- Supreme Court of the United States

Argued February 27, 1979 Decided July 2, 1979
- Full case name: Bellotti, Attorney General of Massachusetts, et al. v. Baird, et al.
- Citations: 443 U.S. 622 (more) 99 S. Ct. 3035; 61 L. Ed. 2d 797; 1979 U.S. LEXIS 17

Case history
- Prior: Bellotti v. Baird, 428 U.S. 132 (1976); on remand, Baird v. Bellotti, 428 F. Supp. 854 (D. Mass. 1977); 450 F. Supp. 997 (D. Mass. 1978); probable jurisdiction noted, 439 U.S. 925 (1978).
- Subsequent: Rehearing denied, 444 U.S. 887 (1979).

Holding
- States may require parental notification before a minor may obtain an abortion, but must provide an alternative procedure to parental approval.

Court membership
- Chief Justice Warren E. Burger Associate Justices William J. Brennan Jr. · Potter Stewart Byron White · Thurgood Marshall Harry Blackmun · Lewis F. Powell Jr. William Rehnquist · John P. Stevens

Case opinions
- Plurality: Powell, joined by Burger, Stewart, Rehnquist
- Concurrence: Rehnquist
- Concurrence: Stevens (in judgment only), joined by Brennan, Marshall, Blackmun
- Dissent: White

Laws applied
- U.S. Const. amend.

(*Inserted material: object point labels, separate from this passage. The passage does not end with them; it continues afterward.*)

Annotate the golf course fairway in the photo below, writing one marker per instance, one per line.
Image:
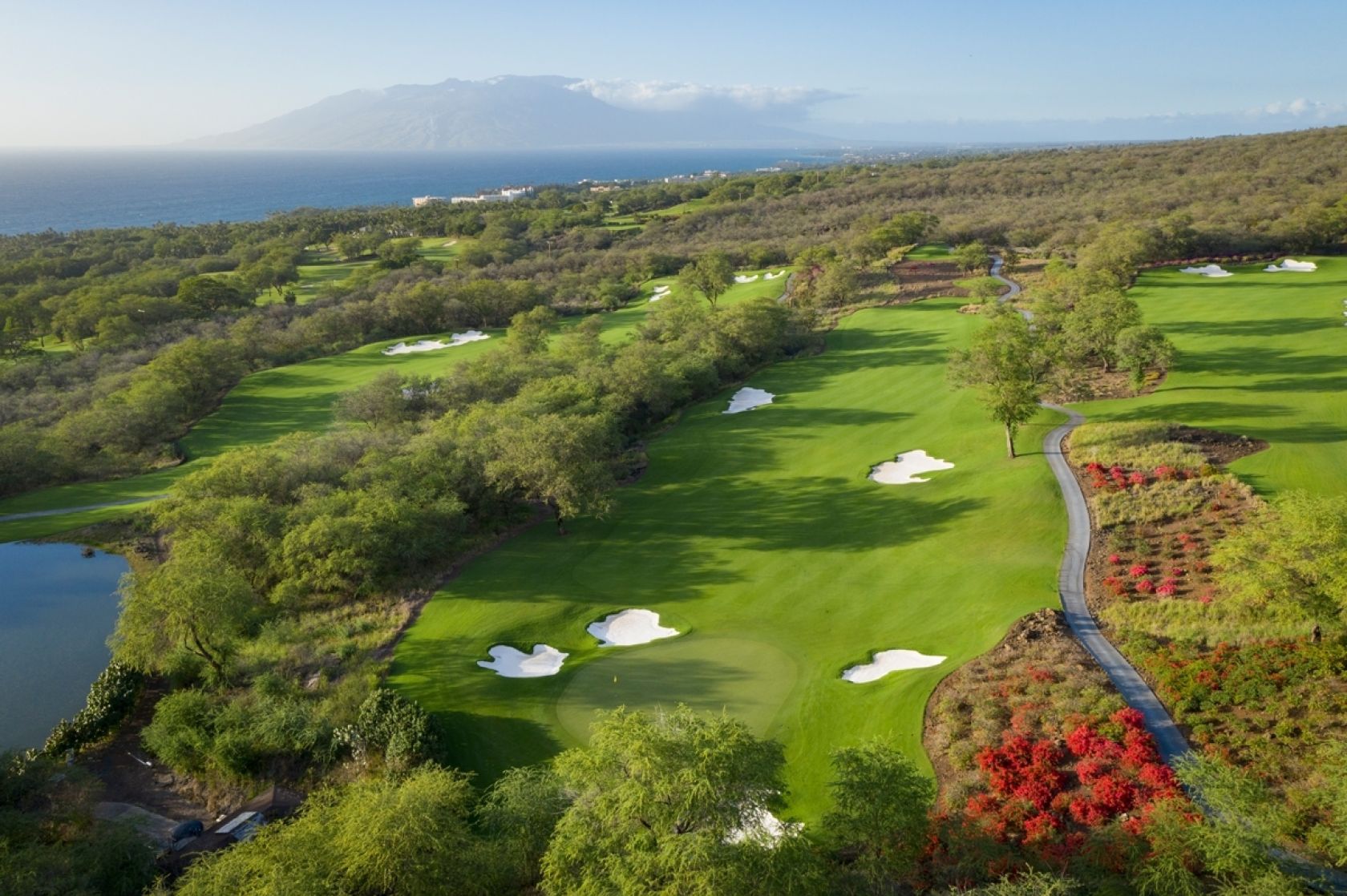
(1258, 354)
(760, 539)
(297, 398)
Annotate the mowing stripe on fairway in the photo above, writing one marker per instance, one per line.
(760, 538)
(1260, 354)
(297, 398)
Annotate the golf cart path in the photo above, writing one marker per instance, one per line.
(1071, 587)
(1071, 579)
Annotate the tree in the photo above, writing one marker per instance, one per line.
(1090, 329)
(881, 813)
(973, 256)
(194, 601)
(711, 274)
(206, 296)
(663, 805)
(560, 460)
(1289, 555)
(1140, 348)
(1008, 365)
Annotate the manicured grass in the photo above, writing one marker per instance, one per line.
(293, 399)
(441, 248)
(928, 252)
(762, 539)
(1260, 354)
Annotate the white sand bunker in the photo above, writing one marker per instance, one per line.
(746, 399)
(434, 345)
(1207, 270)
(508, 662)
(888, 662)
(1292, 264)
(629, 627)
(907, 468)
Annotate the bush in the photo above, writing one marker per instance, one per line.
(111, 697)
(395, 727)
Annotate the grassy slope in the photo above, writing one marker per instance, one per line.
(1261, 354)
(287, 399)
(762, 539)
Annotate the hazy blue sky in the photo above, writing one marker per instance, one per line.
(142, 71)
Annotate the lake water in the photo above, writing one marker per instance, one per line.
(77, 189)
(57, 609)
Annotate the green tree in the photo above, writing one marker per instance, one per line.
(194, 601)
(530, 330)
(560, 460)
(1006, 365)
(206, 296)
(881, 813)
(1090, 329)
(665, 805)
(711, 274)
(1289, 555)
(1141, 348)
(973, 256)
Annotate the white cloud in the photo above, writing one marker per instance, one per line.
(1300, 108)
(677, 96)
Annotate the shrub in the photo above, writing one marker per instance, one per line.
(111, 697)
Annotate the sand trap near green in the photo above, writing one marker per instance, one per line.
(297, 398)
(1261, 354)
(748, 680)
(758, 536)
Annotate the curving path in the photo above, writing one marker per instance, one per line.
(1071, 587)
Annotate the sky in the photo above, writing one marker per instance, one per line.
(150, 71)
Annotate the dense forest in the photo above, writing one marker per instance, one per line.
(279, 575)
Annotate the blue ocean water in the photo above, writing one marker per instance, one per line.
(77, 189)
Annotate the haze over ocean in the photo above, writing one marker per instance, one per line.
(77, 189)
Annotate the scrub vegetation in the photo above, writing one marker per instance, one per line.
(334, 536)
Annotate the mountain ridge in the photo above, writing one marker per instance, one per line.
(505, 112)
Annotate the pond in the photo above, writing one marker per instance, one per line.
(57, 609)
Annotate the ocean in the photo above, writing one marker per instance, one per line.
(77, 189)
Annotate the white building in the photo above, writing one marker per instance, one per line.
(504, 194)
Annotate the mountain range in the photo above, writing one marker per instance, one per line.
(509, 112)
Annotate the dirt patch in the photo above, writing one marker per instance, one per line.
(1175, 550)
(924, 279)
(1220, 448)
(122, 765)
(1036, 678)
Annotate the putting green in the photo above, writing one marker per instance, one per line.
(748, 680)
(760, 536)
(1260, 354)
(297, 398)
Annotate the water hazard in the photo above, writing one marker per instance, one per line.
(57, 609)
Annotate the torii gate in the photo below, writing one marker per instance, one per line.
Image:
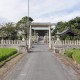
(40, 26)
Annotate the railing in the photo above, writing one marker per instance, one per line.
(18, 44)
(71, 42)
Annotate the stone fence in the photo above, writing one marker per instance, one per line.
(20, 45)
(60, 46)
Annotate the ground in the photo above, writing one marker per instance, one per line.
(40, 64)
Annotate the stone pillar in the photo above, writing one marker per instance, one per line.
(30, 37)
(49, 36)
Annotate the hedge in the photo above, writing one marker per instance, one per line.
(6, 53)
(74, 54)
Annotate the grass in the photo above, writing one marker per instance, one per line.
(74, 54)
(6, 53)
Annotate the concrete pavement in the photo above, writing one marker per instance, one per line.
(39, 64)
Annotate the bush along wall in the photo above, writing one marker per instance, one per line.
(6, 53)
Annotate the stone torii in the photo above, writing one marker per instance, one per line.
(40, 26)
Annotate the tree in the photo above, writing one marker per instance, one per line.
(8, 31)
(73, 24)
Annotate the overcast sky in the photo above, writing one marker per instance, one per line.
(40, 10)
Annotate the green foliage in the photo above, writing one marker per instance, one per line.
(8, 31)
(76, 55)
(68, 53)
(73, 24)
(6, 53)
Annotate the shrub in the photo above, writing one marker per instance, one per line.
(76, 55)
(6, 53)
(68, 53)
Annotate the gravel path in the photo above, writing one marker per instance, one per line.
(39, 64)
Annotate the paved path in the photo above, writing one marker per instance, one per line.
(40, 64)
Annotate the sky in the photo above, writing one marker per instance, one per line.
(40, 10)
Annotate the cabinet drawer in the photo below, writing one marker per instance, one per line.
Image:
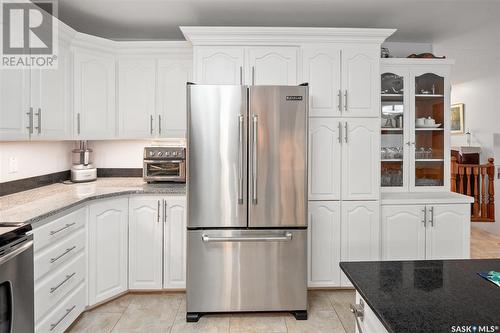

XIV

= Bellotti v. Baird (1979) =

Bellotti v. Baird, 443 U.S. 622 (1979), is a United States Supreme Court case that ruled 8-1 that teenagers do not have to secure parental consent to obtain an abortion.

The Court elaborated on its parental consent decision of 1976 (which was also titled Bellotti v. Baird). It implies that states may be able to require a pregnant, unmarried minor to obtain parental consent to an abortion if the state law provides an alternative procedure to parental approval, such as letting the minor seek a state judge's approval instead. The plurality opinion declined to extend the full right to minors to seek and obtain an abortion, which was granted to adult women in Roe v. Wade. The Court rejected the extension to minors by placing emphasis on the especially vulnerable nature of children, their "inability to make critical decisions in an informed and mature manner; and the importance of the parental role in child rearing." Ironically, the plurality opinion allows a judge to determine that a pregnant minor is unable to make critical decisions regarding a fetus and must instead become a parent—thereby forcing the minor to make critical decisions regarding another child.

Consent must be obtained from the parent(s) for a minor to have a nonemergency abortion and the parent(s) must know about the judicial proceedings, unless no parent(s) are available. If the judge decides the minor is mature and making an informed and capable decision, he can still deny the abortion based on his own decision.

Justice Lewis F. Powell Jr., joined by Chief Justice Warren E. Burger, Justice Potter Stewart, and Justice William Rehnquist argued there are three reasons why children aren't like adults: the vulnerability of children, the lack of critical decision making, and reliance on parents guidance for their children upbringing.

Justice John P. Stevens, joined by Justice William J. Brennan Jr., Justice Thurgood Marshall, and Justice Harry Blackmun, concluded that the Massachusetts statute was unconstitutional because first it allows for the court to deny the abortion despite the courts decision on the minor's maturity. Second, consent was required in every case without giving the minor an option to an independent case to prove she was mature, leading to an 'absolute third-party veto'.

If a state requires a pregnant minor to obtain consent of one or both parents, another alternative option must be available for the minor to receive the abortion. The alternative process has four requirements: (1) the minor is permitted to demonstrate her maturity and informed decision making on having the abortion without parental consent, (2) if the minor does not prove maturity, she has the ability to convince the judge that the abortion would be the best decision for her (3) the minor must remain anonymous, and (4) the process must be expedited to ensure the abortion will be possible to obtain.

Justice Rehnquist concurred on stare decisis grounds while continuing to oppose the constitutional right to an abortion.